Are US crashworthiness standards “dooming” passenger rail?
June 18, 2013
Written By Colin Leach
One frequent criticism of passenger rail’s viability is that it entails high fixed costs and thus discourages potential investors. While many of these costs, such as track maintenance and equipment maintenance, are relatively constant, at least one can, according to a recent study, be significantly lowered: that of equipment purchases.
In a new paper released by the Competitive Enterprise Institute, David Edmonson argues that outdated Federal Railroad Administration (FRA) safety rules prevent passenger rail operators from purchasing standard European and Japanese equipment, and as such must spend significantly more to buy FRA-approved equipment. This “heavy burden”, Edmonson maintains, has no basis in modern safety standards and places operators at a “disadvantage in the transportation market without any appreciable gain in surface or safety.”
Edmonson’s argument centers around the question of “buff strength” requirements, which mandate that a railcar’s undercarriage be able to resist a certain amount of force before enduring permanent damage. Upped to 800,000 lbs from the initial 400,000 in 1945, buff strength requirements have been imposed on all new intercity and commuter rail equipment since 1999. Such an approach, Edmonson observes, contradicts that adopted by European regulators. Rather than requiring such a high “buff strength”, European authorities instead mandate that all cars utilize a technology known as “crash energy management”. Crash energy management calls for crumple zones to be located in non-passenger areas such as electrical closets and vestibules; these zones absorb a crash’s energy and thus lower the need for a high buff strength.
The effects of a higher buff strength, Edmonson contends, are higher maintenance costs and underperforming equipment. Although no American companies presently make electric and diesel multiple units (EMUs and DMUs), any company that tried would find itself unable to export their units due to their incompatibility with the more dominant European safety standard. To avoid these pitfalls, the author recommends that the FRA revise its rules and adopt European standards- or, alternatively, simply grant more exceptions to allow equipment not compliant with the current US standard.

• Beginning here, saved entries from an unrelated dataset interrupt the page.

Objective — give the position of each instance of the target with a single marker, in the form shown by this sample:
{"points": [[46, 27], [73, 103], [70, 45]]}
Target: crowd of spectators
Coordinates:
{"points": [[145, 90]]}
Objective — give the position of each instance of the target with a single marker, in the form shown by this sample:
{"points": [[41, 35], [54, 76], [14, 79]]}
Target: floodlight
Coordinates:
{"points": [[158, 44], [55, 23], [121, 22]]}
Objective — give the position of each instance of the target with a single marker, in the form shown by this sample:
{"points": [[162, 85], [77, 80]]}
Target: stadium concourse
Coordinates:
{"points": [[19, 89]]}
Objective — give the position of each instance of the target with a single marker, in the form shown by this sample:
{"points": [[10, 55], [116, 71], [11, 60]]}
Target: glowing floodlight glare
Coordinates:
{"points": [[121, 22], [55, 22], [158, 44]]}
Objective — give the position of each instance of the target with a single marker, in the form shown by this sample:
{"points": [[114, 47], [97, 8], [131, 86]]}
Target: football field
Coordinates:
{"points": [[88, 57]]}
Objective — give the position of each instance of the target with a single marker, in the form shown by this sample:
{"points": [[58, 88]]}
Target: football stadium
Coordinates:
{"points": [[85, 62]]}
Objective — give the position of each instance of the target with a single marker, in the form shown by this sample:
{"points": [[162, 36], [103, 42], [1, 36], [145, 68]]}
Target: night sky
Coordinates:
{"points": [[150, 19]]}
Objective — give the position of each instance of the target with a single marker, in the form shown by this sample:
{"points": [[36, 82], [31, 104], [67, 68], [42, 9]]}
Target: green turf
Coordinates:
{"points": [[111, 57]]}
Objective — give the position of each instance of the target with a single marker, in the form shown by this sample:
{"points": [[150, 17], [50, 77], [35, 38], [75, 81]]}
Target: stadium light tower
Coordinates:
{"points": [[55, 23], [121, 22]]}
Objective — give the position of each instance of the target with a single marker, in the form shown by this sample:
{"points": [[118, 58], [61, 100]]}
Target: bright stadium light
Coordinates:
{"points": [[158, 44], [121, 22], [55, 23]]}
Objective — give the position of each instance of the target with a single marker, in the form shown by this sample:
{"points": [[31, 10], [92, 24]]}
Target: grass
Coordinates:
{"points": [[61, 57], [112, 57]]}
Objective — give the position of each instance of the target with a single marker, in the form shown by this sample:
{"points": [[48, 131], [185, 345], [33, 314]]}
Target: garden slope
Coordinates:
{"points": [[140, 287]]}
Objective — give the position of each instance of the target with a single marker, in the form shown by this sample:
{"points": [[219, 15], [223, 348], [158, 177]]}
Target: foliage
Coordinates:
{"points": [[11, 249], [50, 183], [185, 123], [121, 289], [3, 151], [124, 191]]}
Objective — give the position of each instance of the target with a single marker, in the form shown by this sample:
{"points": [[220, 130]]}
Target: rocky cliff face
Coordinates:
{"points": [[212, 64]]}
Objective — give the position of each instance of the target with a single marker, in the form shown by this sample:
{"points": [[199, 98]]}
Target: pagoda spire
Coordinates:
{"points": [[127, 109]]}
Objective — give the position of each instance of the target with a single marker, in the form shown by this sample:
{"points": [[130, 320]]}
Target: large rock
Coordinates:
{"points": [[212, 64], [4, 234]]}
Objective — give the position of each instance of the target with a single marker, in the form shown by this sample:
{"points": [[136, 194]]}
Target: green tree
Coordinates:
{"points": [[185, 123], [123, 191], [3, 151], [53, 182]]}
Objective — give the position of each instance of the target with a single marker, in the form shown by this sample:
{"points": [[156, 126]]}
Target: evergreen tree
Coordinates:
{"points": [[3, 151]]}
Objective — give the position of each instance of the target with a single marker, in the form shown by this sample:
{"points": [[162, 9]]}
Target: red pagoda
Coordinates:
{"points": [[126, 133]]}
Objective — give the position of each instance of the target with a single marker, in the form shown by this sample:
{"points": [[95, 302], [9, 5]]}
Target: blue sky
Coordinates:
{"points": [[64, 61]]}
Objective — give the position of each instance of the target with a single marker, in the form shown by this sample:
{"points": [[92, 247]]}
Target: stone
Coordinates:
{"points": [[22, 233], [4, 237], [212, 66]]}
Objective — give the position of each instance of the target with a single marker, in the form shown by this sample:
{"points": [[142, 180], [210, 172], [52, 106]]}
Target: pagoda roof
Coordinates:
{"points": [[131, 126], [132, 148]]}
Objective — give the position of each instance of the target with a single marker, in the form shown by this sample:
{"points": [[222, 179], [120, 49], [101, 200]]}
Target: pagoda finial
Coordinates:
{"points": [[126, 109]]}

But Edmonson’s approach has both pros and cons. While relaxing FRA standards would certainly permit acquisition of less expensive equipment and allow operators to purchase equipment with proven reliability records, the practicality of doing so is questionable. While the author acknowledges that the comparatively heavier weights of American freight locomotives and cars have been cited as justification for the FRA’s purportedly excessive standards, he dismisses buff strength as an irrelevant requirement. He maintains that this is particularly true for passenger operators that do not have to share their tracks with heavier freight trains, as is supposedly the case with the Long Island Rail Road.
However, as the LIRR actually shares tracks with freight service, the FRA’s caution is not entirely misplaced. Furthermore, as demonstrated by the crash on Metro-North in Connecticut, higher crush requirements can save lives. Senator Richard Blumenthal (D-CT) noted that the Kawasaki M8 EMU’s reinforced design was “surprisingly” crashworthy and likely prevented deaths.
A relaxation of FRA's crashworthiness standards should be pursued in conjunction with the legally-mandated installation of Positive Train Control (PTC) systems on all passenger-carrying lines in the US. PTC, by preventing collisions in the first place, can make it possible to use lighter passenger train equipment with an even greater degree of safety than currently exists in this country.